Take a few minutes to play with with your new CPAP mask and see whether it works for you in various settings. Try lying on your stomach, back, or side to see what works best for you. Then, get up and do the same. While shifting positions, keep the CPAP machine running and the mask securely in place to avoid leaks. To avoid headaches, adjust the straps if there are noticeable pressure marks on the mask after removal.

The manufacturer’s directions should be followed when adjusting your CPAP mask. Make an appointment with your primary care physician if you still have questions or are concerned that your mask does not fit properly.

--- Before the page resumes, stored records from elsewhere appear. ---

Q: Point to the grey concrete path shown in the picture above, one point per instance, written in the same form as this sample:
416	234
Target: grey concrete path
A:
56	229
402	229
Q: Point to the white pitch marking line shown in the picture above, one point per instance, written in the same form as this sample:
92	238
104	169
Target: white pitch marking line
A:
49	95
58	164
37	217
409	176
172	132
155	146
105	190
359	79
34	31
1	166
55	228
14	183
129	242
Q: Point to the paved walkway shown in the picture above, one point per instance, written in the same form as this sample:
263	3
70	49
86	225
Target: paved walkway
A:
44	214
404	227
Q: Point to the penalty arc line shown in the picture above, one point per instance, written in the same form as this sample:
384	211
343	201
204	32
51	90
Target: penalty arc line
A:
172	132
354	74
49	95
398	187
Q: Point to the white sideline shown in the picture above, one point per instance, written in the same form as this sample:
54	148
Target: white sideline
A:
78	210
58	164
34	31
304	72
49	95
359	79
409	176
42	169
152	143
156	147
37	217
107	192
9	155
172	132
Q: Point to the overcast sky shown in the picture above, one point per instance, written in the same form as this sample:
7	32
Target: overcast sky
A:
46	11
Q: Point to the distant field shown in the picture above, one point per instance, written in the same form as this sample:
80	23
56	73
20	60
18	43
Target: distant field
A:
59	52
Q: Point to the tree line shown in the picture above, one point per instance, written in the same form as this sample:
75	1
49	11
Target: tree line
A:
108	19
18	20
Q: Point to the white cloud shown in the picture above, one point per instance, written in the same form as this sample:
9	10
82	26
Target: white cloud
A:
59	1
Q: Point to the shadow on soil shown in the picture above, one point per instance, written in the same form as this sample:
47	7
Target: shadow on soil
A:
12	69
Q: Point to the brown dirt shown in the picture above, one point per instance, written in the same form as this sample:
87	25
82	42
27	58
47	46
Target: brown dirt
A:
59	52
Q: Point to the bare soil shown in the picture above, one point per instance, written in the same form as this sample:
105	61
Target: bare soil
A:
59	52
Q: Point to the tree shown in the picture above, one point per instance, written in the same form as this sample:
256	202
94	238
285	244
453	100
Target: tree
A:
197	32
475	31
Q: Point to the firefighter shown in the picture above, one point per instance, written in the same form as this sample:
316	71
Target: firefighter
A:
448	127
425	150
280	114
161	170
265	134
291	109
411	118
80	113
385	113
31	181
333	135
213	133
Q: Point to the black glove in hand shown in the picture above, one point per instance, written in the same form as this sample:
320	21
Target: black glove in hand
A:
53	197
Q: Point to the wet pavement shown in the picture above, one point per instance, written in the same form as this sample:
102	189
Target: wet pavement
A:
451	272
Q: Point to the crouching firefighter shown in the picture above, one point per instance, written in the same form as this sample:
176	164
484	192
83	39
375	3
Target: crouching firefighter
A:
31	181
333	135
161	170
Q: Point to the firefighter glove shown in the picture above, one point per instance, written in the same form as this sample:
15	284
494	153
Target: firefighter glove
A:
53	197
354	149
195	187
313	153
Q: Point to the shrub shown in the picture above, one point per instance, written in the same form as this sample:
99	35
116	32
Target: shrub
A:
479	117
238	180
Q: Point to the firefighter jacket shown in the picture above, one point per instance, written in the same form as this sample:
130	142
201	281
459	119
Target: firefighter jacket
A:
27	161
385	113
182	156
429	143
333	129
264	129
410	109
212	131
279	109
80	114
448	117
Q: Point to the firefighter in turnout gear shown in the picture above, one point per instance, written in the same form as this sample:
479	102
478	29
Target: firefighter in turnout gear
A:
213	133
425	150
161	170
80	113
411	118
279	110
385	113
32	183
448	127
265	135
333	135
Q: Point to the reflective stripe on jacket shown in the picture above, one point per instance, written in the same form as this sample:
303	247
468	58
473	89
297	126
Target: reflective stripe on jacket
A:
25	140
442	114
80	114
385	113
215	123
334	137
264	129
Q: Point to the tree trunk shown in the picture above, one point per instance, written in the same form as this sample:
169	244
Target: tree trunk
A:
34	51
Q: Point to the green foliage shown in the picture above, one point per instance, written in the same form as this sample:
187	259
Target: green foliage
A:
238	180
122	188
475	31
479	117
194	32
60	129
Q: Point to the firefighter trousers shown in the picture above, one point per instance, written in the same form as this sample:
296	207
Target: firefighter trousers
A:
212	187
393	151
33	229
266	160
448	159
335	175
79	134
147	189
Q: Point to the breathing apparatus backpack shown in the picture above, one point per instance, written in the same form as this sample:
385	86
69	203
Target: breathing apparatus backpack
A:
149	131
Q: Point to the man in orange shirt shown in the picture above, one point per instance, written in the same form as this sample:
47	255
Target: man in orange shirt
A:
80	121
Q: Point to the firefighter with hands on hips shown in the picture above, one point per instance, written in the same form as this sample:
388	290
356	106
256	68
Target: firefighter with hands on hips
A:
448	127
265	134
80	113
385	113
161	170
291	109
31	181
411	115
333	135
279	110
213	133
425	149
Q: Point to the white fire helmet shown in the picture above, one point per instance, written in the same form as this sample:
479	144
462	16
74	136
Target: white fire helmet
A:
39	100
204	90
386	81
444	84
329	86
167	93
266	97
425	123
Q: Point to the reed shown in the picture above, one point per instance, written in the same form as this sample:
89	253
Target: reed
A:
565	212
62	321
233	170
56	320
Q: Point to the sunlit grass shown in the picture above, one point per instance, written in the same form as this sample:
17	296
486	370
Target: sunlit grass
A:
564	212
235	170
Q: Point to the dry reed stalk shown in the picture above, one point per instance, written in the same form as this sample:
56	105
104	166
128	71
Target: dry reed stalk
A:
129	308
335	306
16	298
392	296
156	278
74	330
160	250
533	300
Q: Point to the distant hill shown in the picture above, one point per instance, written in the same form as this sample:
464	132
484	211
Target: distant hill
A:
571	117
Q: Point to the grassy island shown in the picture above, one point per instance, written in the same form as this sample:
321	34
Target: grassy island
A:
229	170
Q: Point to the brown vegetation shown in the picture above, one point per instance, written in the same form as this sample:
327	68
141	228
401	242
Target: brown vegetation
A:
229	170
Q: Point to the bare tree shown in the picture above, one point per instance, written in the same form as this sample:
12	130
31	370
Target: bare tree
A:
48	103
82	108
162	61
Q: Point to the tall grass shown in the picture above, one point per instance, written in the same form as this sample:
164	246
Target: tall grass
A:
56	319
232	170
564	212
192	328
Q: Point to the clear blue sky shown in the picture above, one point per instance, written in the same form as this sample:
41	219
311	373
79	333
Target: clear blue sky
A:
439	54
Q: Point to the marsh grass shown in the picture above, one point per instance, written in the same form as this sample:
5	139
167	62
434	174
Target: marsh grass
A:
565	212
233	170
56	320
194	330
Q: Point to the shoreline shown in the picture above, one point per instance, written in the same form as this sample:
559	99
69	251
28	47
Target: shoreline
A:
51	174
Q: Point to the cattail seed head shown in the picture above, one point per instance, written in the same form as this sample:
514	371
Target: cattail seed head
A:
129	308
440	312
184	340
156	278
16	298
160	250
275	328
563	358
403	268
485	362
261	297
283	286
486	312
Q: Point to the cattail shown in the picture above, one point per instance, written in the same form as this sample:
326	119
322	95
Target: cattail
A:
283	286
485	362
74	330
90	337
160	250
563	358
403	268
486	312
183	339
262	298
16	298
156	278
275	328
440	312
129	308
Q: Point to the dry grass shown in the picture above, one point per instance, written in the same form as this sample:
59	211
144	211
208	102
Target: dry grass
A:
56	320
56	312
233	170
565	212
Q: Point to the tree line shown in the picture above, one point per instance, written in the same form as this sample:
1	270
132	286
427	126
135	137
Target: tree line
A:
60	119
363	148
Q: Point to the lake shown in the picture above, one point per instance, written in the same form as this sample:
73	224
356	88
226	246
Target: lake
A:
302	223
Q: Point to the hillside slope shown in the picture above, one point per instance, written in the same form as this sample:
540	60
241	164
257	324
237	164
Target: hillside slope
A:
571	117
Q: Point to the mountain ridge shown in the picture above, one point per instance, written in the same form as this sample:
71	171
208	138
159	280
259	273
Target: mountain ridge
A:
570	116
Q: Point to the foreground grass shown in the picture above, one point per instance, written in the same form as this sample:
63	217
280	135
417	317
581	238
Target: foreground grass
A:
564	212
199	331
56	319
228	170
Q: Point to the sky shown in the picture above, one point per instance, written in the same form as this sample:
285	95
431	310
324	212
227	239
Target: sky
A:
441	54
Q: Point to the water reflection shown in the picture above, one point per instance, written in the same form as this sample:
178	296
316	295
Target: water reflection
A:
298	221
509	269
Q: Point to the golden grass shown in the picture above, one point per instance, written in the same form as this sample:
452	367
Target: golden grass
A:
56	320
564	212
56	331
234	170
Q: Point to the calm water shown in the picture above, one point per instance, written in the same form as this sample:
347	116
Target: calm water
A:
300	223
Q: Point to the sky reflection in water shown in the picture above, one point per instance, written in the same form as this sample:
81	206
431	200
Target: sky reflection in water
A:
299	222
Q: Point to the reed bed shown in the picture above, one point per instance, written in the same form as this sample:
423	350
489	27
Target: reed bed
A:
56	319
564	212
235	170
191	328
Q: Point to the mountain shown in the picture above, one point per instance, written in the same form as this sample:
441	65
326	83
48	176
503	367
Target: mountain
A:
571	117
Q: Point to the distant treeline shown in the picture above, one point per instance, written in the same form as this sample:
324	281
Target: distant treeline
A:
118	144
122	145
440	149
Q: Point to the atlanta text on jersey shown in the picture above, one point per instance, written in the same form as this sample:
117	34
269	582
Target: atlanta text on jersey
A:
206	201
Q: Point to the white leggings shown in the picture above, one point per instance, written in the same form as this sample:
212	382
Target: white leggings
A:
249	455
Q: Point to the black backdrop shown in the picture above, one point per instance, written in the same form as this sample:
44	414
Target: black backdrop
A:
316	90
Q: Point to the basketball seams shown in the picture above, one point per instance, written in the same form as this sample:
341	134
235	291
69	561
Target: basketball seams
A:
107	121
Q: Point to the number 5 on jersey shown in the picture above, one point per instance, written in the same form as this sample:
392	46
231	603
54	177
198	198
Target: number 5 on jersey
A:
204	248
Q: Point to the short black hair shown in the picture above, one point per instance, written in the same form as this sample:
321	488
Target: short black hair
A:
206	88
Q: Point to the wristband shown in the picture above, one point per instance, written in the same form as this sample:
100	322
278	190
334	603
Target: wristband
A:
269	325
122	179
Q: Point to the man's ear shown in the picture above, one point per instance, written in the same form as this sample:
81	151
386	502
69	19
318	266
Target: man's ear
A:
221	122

It is possible to learn how to get a great fit from them, as well as get advice on cleaning and preventive upkeep.

Lifestyle changes and home remedies

Cpap therapy, while essential for treating sleep apnoea, does not eliminate the problem.

You should also consider the following lifestyle adjustments in addition to CPAP therapy:

  • slimming down
  • Smoking cessation
  • an unwillingness to lie on one’s back while trying to sleep
  • drinking alcohol and other sedatives should be avoided at all costs

People with mild sleep apnea may be able to use mandibular advancement (MA) devices instead of CPAP machines, according to a report in Neurology Clinical PracticeTrusted Source.

In order to prevent airway obstruction, an MA is designed to fit inside a person’s mouth and shift the jaw forward.